Il diplomatico paragona addirittura l’approccio elvetico nei confronti dell’Iran con il cosiddetto “appeasement”, ossia la politica adottata da Inghilterra e Francia negli anni Trenta per placare le mire espansionistiche di Hitler. Oggi come nel 1938 – quando la gli accordi di Monaco decretarono di fatto l’annessione della Cecoslovacchia allo Stato tedesco – non è possibile fare concessioni per calmare un regime pericoloso, sostiene l’ambasciatore israeliano.
Al centro delle critiche lanciate da Elgar figura l’incontro tra il presidente della Confederazione Hans-Rudolf Merz e il presidente iraniano Mahmud Ahmadinejad, avvenuto a Ginevra il 19 aprile a margine della conferenza dell’Onu contro il razzismo. A detta del diplomatico, questo incontro assomiglia molto alla politica di “appeasement” condotta nei confronti di Hitler. “Con persone come Hitler o Ahmadinejad non si ottiene niente con questi metodi”, afferma Elgar.

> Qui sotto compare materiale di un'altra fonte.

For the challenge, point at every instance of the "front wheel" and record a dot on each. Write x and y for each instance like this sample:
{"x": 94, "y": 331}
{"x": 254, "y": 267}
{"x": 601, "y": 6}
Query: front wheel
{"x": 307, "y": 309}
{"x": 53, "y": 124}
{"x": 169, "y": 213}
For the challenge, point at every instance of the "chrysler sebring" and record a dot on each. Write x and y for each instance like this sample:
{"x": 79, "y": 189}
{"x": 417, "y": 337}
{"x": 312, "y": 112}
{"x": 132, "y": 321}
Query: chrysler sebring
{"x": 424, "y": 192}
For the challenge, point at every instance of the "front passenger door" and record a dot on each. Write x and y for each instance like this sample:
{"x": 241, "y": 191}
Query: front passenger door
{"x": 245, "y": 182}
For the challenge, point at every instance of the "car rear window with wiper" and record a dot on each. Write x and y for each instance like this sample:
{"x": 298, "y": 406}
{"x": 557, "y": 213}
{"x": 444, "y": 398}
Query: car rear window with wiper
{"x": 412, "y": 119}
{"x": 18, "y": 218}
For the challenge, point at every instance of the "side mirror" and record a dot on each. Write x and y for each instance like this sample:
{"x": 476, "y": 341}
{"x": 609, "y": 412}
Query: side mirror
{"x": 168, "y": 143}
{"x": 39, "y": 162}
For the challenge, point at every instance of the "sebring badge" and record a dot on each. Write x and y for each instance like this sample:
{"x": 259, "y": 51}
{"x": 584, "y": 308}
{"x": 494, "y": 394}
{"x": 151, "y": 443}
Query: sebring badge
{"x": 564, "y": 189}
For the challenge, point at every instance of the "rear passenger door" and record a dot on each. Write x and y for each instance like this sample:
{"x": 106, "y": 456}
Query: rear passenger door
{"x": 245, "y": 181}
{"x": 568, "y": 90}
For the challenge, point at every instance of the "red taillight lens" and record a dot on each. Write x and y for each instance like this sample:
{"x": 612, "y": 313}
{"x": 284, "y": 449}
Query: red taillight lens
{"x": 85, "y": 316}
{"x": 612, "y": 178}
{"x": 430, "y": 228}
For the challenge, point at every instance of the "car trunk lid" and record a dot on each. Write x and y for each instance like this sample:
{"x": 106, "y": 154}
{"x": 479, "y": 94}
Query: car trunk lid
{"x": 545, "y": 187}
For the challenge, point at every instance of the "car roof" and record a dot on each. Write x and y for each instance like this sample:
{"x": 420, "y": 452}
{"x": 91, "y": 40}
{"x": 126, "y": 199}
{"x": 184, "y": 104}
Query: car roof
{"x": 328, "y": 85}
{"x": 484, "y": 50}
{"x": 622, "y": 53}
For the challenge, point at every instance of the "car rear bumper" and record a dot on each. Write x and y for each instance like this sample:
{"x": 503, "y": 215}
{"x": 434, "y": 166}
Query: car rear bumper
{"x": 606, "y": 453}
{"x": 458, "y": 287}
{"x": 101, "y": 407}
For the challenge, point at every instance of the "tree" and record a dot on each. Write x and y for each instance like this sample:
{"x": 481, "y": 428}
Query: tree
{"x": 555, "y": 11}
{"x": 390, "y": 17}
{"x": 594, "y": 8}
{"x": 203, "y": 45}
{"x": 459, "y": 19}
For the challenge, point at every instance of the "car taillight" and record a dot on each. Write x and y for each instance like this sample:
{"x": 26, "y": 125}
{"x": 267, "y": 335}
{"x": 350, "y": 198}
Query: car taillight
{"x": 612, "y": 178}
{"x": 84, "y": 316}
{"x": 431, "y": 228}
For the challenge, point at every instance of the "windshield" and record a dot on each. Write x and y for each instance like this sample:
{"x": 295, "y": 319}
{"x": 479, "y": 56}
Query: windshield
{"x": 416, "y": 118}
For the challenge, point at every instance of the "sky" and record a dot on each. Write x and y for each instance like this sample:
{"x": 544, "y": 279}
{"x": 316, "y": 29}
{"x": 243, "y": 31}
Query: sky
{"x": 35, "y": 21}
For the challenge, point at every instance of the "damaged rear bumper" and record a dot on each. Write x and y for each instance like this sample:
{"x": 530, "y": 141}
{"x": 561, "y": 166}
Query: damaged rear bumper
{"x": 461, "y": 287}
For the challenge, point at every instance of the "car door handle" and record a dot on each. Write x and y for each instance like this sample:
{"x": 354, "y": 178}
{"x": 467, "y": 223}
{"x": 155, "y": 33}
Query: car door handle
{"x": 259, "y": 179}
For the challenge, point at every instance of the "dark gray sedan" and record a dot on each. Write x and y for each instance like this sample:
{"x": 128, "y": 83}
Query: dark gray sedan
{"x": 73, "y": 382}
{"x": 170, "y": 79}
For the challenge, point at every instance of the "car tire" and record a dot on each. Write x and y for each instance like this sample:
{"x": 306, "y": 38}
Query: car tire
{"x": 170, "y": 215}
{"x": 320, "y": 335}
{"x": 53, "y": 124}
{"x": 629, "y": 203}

Secondo l’ambasciatore, Israele non impedisce a nessun paese di avere contatti con l’Iran. “Nessuna persona importante degli Stati occidentali ha però incontrato Ahmadinejad, ad eccezione dei consiglieri federali svizzeri”, rileva Elgar. A suo avviso, i contenuti dell’incontro tra Merz e Ahmadinejad non hanno nessuna importanza: conta molto di più il valore simbolico dell’incontro.

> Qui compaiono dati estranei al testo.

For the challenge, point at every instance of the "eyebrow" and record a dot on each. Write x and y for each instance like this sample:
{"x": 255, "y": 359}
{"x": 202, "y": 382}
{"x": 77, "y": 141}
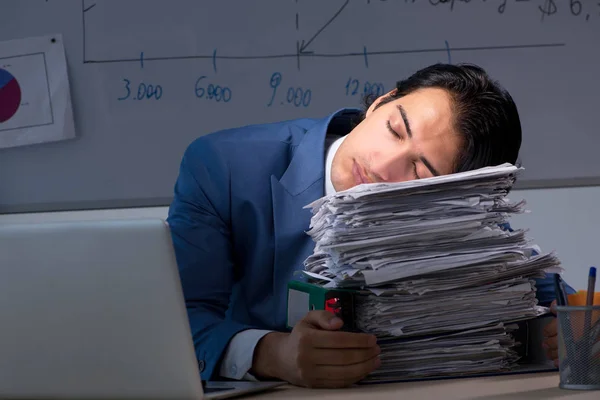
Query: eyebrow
{"x": 409, "y": 133}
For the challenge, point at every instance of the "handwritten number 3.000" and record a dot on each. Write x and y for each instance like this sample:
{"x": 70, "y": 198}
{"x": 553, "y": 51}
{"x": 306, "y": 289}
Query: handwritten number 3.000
{"x": 144, "y": 91}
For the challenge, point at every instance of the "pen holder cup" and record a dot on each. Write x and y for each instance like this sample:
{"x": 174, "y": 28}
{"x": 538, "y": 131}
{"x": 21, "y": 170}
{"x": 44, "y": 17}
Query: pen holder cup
{"x": 579, "y": 347}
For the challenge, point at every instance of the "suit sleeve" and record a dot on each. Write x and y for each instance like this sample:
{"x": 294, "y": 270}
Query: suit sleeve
{"x": 200, "y": 229}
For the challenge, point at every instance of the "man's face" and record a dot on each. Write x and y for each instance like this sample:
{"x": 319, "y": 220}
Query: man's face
{"x": 408, "y": 138}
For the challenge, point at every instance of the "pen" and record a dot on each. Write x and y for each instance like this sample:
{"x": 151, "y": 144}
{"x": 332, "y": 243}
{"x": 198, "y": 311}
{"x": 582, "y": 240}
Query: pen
{"x": 561, "y": 298}
{"x": 590, "y": 299}
{"x": 591, "y": 286}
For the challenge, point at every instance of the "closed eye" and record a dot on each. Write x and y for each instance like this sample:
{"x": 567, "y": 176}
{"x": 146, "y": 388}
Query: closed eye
{"x": 392, "y": 131}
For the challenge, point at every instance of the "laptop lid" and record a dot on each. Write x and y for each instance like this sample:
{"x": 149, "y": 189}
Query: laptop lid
{"x": 93, "y": 310}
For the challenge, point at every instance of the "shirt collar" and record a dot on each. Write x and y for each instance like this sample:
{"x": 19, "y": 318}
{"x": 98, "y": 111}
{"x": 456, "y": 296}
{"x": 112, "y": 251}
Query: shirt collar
{"x": 329, "y": 189}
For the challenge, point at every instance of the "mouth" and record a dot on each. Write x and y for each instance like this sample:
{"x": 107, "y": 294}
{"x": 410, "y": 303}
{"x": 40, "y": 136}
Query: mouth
{"x": 359, "y": 174}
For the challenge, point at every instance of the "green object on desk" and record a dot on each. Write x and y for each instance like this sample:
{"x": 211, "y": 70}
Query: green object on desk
{"x": 304, "y": 297}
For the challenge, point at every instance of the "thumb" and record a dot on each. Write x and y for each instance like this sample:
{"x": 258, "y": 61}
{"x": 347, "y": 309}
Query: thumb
{"x": 322, "y": 319}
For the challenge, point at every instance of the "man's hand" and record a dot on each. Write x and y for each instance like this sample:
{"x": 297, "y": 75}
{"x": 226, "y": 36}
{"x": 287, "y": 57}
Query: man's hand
{"x": 317, "y": 354}
{"x": 550, "y": 342}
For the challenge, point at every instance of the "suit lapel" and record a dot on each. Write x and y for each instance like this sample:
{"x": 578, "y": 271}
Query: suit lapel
{"x": 301, "y": 184}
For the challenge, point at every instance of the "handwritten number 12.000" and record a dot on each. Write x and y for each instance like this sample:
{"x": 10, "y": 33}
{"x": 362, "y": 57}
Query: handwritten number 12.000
{"x": 144, "y": 91}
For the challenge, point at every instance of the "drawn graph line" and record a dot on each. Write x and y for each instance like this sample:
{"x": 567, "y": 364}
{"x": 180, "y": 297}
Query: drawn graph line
{"x": 363, "y": 53}
{"x": 302, "y": 46}
{"x": 301, "y": 49}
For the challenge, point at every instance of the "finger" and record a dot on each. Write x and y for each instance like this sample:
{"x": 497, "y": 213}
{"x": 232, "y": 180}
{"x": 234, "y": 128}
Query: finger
{"x": 348, "y": 373}
{"x": 342, "y": 340}
{"x": 342, "y": 356}
{"x": 551, "y": 329}
{"x": 322, "y": 319}
{"x": 331, "y": 383}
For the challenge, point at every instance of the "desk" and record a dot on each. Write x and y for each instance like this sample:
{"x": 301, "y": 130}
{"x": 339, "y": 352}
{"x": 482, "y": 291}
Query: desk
{"x": 507, "y": 387}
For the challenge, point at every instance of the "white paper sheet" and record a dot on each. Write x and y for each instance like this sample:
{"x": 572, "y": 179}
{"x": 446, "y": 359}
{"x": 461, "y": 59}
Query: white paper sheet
{"x": 35, "y": 101}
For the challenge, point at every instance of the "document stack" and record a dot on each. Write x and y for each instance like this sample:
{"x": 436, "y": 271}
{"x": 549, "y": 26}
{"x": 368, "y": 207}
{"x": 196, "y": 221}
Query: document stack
{"x": 441, "y": 278}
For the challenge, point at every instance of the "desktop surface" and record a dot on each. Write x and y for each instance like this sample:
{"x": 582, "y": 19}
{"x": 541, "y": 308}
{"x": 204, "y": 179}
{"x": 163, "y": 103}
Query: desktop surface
{"x": 504, "y": 387}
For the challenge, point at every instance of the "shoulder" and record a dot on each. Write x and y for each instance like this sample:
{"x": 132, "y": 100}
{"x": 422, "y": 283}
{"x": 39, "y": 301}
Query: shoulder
{"x": 289, "y": 132}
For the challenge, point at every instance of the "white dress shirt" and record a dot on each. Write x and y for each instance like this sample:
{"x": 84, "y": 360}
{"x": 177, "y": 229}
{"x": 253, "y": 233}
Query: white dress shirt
{"x": 237, "y": 359}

Dopo l’incontro tra il presidente della Confederazione e il presidente iraniano, Israele aveva richiamato in patria il proprio ambasciatore. È solo la seconda volta che un provvedimento di questo tipo viene adottato nei confronti di un paese europeo, ha ricordato Elgar. “Le relazioni tra Svizzera e Israele, purtroppo, non sono mai state così cattive”, sostiene il diplomatico israeliano.
Le autorità svizzere avevano spiegato che l’incontro rientra nella politica dei “buoni uffici” condotti tradizionalmente dalla Svizzera per favorire il dialogo tra Washington e Teheran. Dal 1980 la Confederazione rappresenta infatti in Iran gli interessi diplomatici degli Stati uniti.